17:名無しNIPPER[sage saga]
2015/06/16(火) 00:28:31.45 ID:rcfS4V6Mo
「あ、もしもしー?」
「も……もしもし」
18:名無しNIPPER[sage saga]
2015/06/16(火) 00:29:08.71 ID:rcfS4V6Mo
「で……なんの用ですの?」
「え? 別にー」
19:名無しNIPPER[sage saga]
2015/06/16(火) 00:30:03.33 ID:rcfS4V6Mo
「なんか、眠そうですわね?」
「んー、今日はもう寝る」
20:名無しNIPPER[sage saga]
2015/06/16(火) 00:30:36.21 ID:rcfS4V6Mo
「それじゃあ、もう寝なさい。
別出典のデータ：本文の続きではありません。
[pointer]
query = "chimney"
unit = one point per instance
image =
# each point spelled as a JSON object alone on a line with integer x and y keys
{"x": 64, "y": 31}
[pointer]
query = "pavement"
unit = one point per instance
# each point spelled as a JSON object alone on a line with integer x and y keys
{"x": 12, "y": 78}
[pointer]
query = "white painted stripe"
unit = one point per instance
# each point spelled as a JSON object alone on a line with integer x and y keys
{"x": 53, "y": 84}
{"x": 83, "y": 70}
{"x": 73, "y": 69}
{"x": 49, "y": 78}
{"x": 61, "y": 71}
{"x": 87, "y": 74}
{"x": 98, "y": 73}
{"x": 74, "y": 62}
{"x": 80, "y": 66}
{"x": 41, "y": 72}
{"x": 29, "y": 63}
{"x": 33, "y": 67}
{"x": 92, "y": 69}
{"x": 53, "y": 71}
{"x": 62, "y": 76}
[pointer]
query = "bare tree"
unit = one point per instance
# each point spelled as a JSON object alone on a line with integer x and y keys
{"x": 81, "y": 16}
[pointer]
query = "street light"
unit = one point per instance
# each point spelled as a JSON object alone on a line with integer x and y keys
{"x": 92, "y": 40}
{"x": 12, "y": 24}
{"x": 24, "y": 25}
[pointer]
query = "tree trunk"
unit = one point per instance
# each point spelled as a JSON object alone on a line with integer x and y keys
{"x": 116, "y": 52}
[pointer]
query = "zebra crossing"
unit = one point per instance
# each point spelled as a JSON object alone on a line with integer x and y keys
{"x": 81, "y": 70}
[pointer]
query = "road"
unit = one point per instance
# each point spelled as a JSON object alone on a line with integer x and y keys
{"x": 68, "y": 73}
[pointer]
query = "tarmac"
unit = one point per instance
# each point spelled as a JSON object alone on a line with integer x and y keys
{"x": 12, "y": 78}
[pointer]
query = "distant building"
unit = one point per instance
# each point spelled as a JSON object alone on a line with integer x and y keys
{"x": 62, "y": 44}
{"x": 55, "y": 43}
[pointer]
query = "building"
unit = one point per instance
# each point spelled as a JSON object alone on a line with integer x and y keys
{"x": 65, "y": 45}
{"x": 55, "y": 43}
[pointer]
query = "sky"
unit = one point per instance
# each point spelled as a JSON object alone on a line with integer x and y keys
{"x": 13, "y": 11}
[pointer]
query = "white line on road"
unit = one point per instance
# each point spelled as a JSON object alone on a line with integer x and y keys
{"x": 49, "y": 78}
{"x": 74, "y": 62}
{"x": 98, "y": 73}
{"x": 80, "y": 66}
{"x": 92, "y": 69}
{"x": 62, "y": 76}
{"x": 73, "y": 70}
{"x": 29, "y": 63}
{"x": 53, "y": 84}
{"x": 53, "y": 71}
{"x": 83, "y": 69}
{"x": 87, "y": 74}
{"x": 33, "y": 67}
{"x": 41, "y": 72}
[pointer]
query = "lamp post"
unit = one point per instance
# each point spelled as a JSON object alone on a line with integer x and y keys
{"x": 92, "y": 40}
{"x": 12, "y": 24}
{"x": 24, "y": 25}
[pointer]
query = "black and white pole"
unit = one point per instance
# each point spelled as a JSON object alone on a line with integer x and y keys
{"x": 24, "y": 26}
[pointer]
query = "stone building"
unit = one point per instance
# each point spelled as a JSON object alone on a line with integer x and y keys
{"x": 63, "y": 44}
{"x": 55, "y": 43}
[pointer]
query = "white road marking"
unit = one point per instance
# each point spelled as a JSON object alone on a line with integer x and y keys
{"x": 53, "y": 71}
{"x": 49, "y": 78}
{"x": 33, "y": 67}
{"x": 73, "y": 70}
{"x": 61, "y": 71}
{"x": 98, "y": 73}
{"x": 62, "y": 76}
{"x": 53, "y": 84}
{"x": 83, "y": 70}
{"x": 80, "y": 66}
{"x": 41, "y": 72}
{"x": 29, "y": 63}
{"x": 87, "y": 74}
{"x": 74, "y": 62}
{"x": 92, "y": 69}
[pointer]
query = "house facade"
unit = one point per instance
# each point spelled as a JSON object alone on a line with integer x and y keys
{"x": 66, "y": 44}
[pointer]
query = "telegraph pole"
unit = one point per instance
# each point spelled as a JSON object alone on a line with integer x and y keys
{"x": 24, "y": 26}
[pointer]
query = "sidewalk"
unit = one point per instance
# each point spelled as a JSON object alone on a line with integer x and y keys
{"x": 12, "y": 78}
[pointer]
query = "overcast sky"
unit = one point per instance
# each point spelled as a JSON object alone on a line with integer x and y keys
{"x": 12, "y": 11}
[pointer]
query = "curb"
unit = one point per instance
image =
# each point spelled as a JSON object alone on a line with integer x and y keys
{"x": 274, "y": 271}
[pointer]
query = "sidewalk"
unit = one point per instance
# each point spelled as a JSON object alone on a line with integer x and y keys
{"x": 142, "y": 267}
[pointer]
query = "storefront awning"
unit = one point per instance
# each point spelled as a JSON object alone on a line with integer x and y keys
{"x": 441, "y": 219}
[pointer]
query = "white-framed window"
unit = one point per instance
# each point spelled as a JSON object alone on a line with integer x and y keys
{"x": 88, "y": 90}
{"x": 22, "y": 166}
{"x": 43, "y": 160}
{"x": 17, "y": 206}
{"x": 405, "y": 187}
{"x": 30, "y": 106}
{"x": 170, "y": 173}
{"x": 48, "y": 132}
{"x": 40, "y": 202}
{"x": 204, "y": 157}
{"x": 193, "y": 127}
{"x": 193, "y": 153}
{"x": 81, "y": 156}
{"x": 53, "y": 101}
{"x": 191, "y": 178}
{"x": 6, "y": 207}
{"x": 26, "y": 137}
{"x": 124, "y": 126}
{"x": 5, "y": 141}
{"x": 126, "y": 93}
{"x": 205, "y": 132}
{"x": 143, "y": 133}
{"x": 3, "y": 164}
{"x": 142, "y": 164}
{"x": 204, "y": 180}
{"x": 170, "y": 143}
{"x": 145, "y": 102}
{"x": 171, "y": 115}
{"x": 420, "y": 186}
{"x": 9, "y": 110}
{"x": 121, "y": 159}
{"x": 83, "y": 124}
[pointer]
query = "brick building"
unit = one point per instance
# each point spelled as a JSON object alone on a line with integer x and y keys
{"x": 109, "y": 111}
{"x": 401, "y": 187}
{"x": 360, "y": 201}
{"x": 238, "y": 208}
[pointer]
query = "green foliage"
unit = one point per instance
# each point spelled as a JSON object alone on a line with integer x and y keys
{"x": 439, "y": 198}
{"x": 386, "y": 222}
明日は居眠りしないようにね」
「はいはい、じゃーね」
21:名無しNIPPER[sage saga]
2015/06/16(火) 00:32:31.99 ID:rcfS4V6Mo
櫻子は、昨日の電話のことを忘れていませんでした。
忘れていたようだけど……たまたま目に入った携帯が思い出させたみたいです。それは今の私……お風呂の中で、抜け落ちたトゲの傷跡を見つめていた私にとって、まるで痛みも何もかもを消し去る魔法のように染み渡って行きました。